This image shows the galaxies LEDA 48062 within the constellation Perseus from the NASA or ESA Hubble Space Telescope. The LEDA 48062 is the small, sparse, amorphous galaxies on the right side of this photo, and it’s followed by a far more sharply defined neighbor on the left, the big, disc-like lenticular galaxy UGC 8603. A couple of distant galaxies will also be visible in the background, and also a number of foreground stars will also be visible in the entire image.
Exactly why are there 4 sharp places around the stars in the Hubble pictures? These structures are known as diffraction spikes, and are produced whenever starlight diffracts or disperses with the support structures within reflecting telescopes like Hubble. The 4 spikes are because of the 4 thin vanes supporting the secondary mirror of Hubble, and therefore are only apparent for bright objects, like stars, where lots of light is concentrated in one region. Darker, more spread out objects, like the galaxies LEDA 48062 and UGC 8603, don’t have apparent diffraction spikes.

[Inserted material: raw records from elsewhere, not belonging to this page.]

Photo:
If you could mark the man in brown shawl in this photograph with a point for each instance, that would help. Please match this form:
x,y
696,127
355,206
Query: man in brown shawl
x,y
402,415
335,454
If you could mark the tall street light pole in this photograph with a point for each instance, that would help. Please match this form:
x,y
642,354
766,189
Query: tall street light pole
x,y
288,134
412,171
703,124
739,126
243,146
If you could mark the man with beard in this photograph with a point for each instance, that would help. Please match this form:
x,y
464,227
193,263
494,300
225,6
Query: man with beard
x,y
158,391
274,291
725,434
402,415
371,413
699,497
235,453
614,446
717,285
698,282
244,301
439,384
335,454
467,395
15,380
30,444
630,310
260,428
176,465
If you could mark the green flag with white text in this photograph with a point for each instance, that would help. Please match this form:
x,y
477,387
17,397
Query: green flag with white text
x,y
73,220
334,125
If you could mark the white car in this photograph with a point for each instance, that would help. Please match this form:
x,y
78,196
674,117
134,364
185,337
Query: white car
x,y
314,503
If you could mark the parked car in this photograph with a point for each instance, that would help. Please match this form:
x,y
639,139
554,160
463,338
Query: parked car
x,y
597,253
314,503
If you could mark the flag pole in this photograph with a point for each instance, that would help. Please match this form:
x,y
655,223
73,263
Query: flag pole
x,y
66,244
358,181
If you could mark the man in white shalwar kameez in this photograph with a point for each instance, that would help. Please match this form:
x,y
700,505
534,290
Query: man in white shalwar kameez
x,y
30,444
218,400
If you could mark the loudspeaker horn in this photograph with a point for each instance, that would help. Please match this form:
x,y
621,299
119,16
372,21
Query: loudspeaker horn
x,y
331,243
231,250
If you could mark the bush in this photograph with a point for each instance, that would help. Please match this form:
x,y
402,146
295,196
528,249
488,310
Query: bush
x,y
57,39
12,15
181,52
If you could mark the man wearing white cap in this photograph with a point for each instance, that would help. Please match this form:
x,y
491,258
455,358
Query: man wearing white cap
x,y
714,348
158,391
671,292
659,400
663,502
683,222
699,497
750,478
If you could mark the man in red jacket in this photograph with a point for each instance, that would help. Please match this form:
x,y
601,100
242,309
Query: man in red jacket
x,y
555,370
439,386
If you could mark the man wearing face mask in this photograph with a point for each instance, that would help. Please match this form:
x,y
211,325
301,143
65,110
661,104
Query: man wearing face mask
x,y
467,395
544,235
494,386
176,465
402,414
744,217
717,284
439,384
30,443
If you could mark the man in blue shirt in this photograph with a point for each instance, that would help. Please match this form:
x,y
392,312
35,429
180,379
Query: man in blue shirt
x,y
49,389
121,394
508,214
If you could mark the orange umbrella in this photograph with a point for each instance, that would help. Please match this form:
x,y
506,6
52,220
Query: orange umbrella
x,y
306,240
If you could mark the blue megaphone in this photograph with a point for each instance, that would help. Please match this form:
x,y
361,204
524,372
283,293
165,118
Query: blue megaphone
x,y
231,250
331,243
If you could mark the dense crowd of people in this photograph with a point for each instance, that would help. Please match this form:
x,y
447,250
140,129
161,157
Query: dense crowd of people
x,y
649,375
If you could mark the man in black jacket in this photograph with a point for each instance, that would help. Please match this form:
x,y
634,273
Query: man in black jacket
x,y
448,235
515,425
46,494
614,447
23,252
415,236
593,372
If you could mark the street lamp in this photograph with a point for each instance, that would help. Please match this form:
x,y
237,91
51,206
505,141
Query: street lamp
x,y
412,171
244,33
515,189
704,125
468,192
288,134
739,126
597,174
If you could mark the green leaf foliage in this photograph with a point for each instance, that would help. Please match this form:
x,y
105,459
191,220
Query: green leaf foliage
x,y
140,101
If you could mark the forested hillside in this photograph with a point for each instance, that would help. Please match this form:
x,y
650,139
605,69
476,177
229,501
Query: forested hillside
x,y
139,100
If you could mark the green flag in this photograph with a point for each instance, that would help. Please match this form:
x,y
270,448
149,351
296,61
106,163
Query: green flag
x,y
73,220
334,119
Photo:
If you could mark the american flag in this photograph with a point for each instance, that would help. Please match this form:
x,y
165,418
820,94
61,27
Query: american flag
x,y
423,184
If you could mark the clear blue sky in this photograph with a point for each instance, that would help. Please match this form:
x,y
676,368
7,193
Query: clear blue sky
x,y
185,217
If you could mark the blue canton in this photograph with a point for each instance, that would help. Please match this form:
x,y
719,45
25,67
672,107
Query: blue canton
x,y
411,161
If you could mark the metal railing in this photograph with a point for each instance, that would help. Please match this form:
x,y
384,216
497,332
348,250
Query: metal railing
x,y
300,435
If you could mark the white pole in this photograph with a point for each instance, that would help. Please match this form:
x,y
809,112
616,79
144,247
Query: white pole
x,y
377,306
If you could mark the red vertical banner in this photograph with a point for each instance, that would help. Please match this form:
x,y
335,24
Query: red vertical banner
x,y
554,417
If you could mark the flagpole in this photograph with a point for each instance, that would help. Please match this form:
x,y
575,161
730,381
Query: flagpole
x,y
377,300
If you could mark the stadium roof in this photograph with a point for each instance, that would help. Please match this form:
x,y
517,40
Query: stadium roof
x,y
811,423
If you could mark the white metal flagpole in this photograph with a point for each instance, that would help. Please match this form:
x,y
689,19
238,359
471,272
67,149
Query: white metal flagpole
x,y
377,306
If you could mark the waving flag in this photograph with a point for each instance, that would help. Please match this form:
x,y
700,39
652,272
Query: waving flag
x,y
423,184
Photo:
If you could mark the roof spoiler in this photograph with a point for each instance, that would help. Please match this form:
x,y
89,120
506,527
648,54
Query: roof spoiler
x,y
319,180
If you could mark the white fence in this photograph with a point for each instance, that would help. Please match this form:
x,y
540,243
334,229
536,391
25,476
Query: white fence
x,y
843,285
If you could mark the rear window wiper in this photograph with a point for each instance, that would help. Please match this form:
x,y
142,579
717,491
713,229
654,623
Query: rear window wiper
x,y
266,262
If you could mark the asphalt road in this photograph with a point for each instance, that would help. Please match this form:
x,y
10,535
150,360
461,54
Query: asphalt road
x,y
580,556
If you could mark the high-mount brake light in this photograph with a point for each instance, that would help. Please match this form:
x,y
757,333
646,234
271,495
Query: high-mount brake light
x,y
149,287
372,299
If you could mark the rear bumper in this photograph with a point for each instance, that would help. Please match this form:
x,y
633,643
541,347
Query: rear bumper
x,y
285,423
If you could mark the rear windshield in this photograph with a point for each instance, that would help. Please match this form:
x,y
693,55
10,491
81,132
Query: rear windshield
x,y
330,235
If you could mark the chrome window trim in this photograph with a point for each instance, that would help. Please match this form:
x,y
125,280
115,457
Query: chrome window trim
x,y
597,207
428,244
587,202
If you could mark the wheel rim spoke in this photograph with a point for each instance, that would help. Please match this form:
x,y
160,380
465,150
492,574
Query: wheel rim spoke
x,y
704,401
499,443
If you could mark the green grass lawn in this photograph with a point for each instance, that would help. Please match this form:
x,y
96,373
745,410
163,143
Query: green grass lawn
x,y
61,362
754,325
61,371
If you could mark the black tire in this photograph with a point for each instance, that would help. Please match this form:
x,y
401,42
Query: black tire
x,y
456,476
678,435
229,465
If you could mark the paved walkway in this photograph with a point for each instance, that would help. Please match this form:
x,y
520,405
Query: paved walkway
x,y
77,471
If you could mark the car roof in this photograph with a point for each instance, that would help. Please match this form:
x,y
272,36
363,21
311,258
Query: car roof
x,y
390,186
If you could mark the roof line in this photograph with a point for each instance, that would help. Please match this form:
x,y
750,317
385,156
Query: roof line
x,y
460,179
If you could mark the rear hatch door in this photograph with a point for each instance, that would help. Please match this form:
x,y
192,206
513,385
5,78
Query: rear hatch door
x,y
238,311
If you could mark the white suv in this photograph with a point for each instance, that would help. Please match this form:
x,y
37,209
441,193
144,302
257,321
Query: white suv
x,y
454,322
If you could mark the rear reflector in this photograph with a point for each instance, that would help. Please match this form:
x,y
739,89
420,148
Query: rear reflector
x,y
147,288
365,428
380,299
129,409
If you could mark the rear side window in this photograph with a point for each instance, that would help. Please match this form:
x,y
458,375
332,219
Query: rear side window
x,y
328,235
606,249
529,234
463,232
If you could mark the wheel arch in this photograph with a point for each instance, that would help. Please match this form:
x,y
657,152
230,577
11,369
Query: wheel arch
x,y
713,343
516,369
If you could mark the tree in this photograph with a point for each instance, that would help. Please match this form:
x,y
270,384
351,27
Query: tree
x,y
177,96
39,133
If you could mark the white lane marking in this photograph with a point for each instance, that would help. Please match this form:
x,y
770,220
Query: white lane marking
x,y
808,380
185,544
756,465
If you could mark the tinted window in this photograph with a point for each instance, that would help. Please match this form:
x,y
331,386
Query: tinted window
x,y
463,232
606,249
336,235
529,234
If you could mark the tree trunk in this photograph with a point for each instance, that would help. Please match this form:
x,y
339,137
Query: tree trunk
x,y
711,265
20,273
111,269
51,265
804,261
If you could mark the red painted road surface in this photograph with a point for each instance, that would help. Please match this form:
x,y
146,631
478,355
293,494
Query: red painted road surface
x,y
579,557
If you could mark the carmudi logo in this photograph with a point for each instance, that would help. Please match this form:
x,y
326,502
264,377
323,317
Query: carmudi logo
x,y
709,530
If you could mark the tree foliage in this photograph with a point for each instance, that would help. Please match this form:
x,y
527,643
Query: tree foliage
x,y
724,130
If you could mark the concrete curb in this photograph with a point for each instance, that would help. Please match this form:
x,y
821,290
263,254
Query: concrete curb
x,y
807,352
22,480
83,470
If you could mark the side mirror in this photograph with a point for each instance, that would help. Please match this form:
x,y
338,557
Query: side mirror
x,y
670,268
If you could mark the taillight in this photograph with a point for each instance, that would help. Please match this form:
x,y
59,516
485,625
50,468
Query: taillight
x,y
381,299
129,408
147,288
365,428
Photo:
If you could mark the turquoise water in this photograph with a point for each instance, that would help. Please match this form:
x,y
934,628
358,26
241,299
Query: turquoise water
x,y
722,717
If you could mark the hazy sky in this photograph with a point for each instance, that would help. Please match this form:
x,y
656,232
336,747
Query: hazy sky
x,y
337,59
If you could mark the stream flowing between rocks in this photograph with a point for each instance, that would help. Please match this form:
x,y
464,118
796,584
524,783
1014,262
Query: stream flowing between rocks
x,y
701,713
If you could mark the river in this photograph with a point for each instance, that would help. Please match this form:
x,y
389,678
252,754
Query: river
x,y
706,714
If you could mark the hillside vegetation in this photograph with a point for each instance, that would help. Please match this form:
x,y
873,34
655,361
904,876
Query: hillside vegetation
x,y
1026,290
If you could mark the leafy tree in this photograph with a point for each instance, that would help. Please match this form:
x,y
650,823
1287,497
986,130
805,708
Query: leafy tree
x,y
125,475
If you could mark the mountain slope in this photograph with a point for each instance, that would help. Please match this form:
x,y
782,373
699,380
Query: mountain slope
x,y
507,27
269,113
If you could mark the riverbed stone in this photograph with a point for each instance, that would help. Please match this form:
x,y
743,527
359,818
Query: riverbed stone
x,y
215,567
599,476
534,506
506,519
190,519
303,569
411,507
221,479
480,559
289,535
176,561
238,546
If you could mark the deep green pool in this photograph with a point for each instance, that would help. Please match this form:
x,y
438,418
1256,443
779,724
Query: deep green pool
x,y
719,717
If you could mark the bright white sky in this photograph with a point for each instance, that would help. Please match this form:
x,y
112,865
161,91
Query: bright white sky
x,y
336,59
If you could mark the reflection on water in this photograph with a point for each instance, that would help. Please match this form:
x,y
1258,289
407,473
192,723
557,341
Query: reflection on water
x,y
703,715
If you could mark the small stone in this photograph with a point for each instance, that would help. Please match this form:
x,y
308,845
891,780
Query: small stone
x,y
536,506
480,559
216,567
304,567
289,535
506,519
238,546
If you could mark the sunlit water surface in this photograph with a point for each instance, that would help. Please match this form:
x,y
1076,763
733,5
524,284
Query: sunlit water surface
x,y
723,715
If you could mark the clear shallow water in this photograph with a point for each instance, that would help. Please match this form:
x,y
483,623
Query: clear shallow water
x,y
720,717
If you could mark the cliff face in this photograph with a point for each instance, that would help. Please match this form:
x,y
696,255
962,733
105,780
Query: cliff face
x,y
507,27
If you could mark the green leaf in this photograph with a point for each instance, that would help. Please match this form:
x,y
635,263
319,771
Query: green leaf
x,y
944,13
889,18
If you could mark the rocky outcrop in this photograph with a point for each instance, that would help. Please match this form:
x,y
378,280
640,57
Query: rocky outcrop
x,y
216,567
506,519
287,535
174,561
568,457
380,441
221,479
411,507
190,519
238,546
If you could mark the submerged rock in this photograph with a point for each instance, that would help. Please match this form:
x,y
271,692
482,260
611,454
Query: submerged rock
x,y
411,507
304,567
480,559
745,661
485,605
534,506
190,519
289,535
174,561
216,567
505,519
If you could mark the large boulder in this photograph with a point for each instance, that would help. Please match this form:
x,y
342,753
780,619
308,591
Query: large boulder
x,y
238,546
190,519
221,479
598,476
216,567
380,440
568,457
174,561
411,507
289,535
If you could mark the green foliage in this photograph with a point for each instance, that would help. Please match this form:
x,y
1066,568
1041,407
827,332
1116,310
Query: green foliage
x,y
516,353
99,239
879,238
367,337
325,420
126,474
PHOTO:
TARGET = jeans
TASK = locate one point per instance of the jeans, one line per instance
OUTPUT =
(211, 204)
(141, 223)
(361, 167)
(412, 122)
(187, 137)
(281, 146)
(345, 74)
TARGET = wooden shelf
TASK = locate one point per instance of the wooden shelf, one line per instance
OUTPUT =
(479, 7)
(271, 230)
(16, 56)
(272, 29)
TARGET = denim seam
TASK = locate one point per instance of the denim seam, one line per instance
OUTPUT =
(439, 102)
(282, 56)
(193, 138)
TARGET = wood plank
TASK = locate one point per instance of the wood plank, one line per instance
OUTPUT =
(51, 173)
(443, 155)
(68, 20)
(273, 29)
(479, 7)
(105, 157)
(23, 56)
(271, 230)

Recently, Hubble has spent time with our galaxies neighbors. LEDA 48062 is just around 30 million light-years from the Milky Way, and was thus in the watching campaign Every Known Nearby Galaxy. The specific objective of this campaign was to recognize that: every known galaxies within 10 megaparsecs (around thirty three million light years) of the Milky Way. By knowing our galaxies neighbors, astronomers are able to figure out which stars reside in different galaxies, and also map out the local structure of the Universe.